# PiD — Pixel Diffusion Decoder
> **TL;DR** — PiD is a plug-and-play diffusion decoder that replaces VAE/RAE decoders, turning latent representations directly into super-resolved pixels in a single pass.
https://github.com/user-attachments/assets/a556e2d4-5de5-4bcf-9daa-80f7ea6b2124
PiD reformulates the latent-to-pixel decoder as a conditional pixel-space diffusion
model, unifying decoding and upsampling into a single generative module.
It directly denoises in high-resolution pixel
space and produces a super-resolved image in one pass.

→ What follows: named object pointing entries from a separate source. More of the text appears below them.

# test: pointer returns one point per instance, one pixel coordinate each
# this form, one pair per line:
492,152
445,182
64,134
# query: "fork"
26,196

**[Paper](https://arxiv.org/abs/2605.23902), [Project Page](https://research.nvidia.com/labs/sil/projects/pid/), [Model Weights](https://huggingface.co/nvidia/PiD)**
[Yifan Lu](https://yifanlu0227.github.io/),
[Qi Wu](https://wilsoncernwq.github.io/),
[Jay Zhangjie Wu](https://zhangjiewu.github.io/),
[Zian Wang](https://www.cs.toronto.edu/~zianwang/),
[Huan Ling](https://www.cs.toronto.edu/~linghuan/),
[Sanja Fidler](https://www.cs.utoronto.ca/~fidler/),
[Xuanchi Ren](https://xuanchiren.com/)
## News
- 🔥 [June 2, 2026] PiD checkpoints for **SDXL**, **Qwen-Image** and **Qwen-Image-2512** are released. Check [HuggingFace](https://huggingface.co/nvidia/PiD).
- 🔥 [June 2, 2026] A new checkpoint for **FLUX.2 (2kto4k)** (with `_2606` suffix) that has no color drifting issue. See [here](docs/FLUX2_2kto4k_new_ckpt_compare.md) for comparison with the old one.
- 🔥 [June 2, 2026] We clean up the codebase and remove useless code. Torch.compile mode is also available now.
- 🚀 [May 27, 2026] PiD is now in [ComfyUI](https://github.com/Comfy-Org/ComfyUI/pull/14103)!
- 🚀 [May 25, 2026] Paper, code, and model weights released, with PiD options for **FLUX**, **FLUX.2**, **Z-Image**, **Z-Image-Turbo**, **SD3**, **DINOv2**, and **SigLIP**.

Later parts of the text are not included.